Single by Brad Paisley

from the album American Saturday Night
- Released: March 23, 2009
- Genre: Country
- Length: 4:16 (single edit) 5:21 (album version)
- Label: Arista Nashville
- Songwriters: Chris DuBois Ashley Gorley Brad Paisley
- Producer: Frank Rogers

Brad Paisley singles chronology
| "Start a Band" (2008) | "Then" (2009) | "Welcome to the Future" (2009) |

= Then (Brad Paisley song) =

"Then" is a song co-written and recorded by American country music artist Brad Paisley.

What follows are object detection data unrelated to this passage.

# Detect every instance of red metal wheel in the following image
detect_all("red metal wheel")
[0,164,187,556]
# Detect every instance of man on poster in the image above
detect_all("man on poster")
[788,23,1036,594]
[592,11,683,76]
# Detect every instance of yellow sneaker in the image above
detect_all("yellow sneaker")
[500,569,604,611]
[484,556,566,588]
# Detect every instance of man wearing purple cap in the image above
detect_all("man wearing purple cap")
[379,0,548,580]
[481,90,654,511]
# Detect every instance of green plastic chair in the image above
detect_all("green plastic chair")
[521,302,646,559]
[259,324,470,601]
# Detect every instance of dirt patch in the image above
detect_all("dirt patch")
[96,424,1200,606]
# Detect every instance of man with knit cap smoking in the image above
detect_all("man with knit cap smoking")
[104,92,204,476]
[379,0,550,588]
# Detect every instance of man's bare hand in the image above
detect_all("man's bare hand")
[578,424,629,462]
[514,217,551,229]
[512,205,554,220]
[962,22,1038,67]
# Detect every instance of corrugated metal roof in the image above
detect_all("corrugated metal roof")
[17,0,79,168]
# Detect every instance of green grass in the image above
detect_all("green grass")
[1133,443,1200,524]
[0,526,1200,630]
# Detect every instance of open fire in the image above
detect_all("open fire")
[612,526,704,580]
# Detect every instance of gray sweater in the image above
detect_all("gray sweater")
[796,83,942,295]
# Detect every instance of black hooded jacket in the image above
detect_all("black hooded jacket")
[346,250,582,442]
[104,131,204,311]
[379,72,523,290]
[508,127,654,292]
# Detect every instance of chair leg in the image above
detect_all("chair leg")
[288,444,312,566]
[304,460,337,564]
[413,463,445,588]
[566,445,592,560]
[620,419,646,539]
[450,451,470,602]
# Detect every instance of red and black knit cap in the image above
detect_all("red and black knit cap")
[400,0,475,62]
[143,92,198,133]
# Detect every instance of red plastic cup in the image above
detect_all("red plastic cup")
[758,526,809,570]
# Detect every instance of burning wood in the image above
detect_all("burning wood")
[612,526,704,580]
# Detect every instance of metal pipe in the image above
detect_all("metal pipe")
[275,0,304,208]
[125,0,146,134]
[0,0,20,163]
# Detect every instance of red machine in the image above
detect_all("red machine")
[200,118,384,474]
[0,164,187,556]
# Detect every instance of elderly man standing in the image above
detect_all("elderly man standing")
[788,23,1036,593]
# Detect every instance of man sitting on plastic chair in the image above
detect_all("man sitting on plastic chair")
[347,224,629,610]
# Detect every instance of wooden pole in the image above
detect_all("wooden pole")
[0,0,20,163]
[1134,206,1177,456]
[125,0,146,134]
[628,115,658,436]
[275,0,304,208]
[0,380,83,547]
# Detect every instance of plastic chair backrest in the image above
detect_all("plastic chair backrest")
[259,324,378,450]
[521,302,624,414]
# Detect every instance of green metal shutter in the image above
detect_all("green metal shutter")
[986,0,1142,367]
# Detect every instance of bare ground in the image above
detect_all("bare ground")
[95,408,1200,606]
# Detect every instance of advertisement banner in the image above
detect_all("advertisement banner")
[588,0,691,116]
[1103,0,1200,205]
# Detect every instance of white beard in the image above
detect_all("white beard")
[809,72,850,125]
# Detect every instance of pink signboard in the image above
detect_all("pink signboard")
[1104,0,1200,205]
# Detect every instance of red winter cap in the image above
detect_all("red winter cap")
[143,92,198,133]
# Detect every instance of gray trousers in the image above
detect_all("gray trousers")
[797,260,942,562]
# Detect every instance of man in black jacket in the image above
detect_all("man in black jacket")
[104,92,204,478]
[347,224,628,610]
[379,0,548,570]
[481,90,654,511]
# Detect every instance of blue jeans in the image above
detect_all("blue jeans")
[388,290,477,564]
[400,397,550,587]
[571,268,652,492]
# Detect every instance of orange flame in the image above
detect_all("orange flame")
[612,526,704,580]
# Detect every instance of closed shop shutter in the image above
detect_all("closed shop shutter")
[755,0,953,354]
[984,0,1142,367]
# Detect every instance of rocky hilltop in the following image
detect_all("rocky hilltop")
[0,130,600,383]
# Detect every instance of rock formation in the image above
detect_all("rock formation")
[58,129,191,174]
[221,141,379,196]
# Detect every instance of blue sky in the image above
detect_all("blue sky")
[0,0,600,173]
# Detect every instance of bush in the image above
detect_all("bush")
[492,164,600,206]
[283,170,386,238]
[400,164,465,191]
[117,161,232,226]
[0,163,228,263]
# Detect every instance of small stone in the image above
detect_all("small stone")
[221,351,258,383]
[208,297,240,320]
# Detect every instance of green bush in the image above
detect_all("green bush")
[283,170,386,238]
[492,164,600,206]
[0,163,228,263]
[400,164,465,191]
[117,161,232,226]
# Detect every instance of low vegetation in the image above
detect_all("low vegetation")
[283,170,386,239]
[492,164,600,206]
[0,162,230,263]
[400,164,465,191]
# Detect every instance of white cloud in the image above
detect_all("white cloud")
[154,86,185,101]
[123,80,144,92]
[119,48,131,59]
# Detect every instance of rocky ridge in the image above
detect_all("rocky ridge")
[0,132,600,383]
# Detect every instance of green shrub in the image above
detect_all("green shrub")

It is his twenty-third entry on the Billboard country charts, debuting at number 26 on the chart week of April 4, 2009. The song is the lead-off single from his seventh studio album, American Saturday Night, which was released via Arista Nashville on June 30, 2009. It is one of Paisley's four songs certified 2× Platinum by the Recording Industry Association of America, the others being "She's Everything", "Whiskey Lullaby", and "Remind Me". Paisley wrote this song with Ashley Gorley and Chris DuBois.

==Content==
"Then" is a ballad, backed primarily by piano and electric guitar. In it, the male narrator expresses his love for his female partner. In the verses, he recalls various events in their relationship, such as meeting for the first time, kissing on her porch, and then proposing to her at the place where they first met. In the chorus, he says how much stronger his love has become since their first meeting.

==Critical reception==
The song has been given mixed critical reviews. Robert Christgau included it at number 12 in his ballot for Rolling Stone's list of the decades' best songs. Liz Jungers gave a favorable review on Roughstock, saying that the song was well written and produced, and that it showed a more serious side to Paisley, in contrast to his novelty songs such as "Ticks" and "Online". Leeann Ward of Country Universe gave it a B− rating, saying that it was largely cliché but adding that it was "an admirable enough sentiment with an inoffensive production, but it’s not at all impressive coming from an artist with so many years of songwriting experience behind him." Juli Thanki of Engine 145, however, gave the song a thumbs-down rating. Thanki's review criticized the song for lacking lyrical depth, and called it "a bland collection of memories and observations about an anonymous girl who is now Paisley’s whole life and world."

==Personnel==
As listed in liner notes
- Randle Currie - steel guitar
- Eric Darken - percussion
- Kevin "Swine" Grantt - bass guitar
- Wes Hightower - background vocals
- Gordon Mote - piano
- Brad Paisley - lead vocals, electric guitar, acoustic guitar
- Ben Sesar - drums
- Justin Williamson - fiddle

===Gang Vocals (album version only)===
- Robert Arthur
- Tracie Hamilton
- Gary Hooker
- Kendal Marcy
- Tim Owens
- Valerie Pringle
- Ben Sesar
- Emily Reeves
- Missy Reeves
- Scott Reeves

==Chart performance==
"Then" debuted at number 26 on the Billboard Hot Country Songs charts dated for the week of April 4, 2009. It became his tenth consecutive Number One hit for the week of June 6, 2009. In August of the same year, "Then" became Paisley's first entry on the Hot Adult Contemporary Tracks charts, debuting at number 30.

===Weekly charts===

| Chart (2009) | Peak Position |
|---|---|
| Canada Country (Billboard) | 1 |
| Canada Hot 100 (Billboard) | 52 |
| US Billboard Hot 100 | 28 |
| US Adult Contemporary (Billboard) | 19 |
| US Hot Country Songs (Billboard) | 1 |

===Year-end charts===

| Chart (2009) | Position |
|---|---|
| US Billboard Hot 100 | 84 |
| US Country Songs (Billboard) | 15 |

==Certifications==

| Region | Certification | Certified units/sales |
| Canada (Music Canada) | Platinum | 80,000^{‡} |
| United States (RIAA) | 2× Platinum | 2,000,000^{‡} |
^{‡} Sales+streaming figures based on certification alone.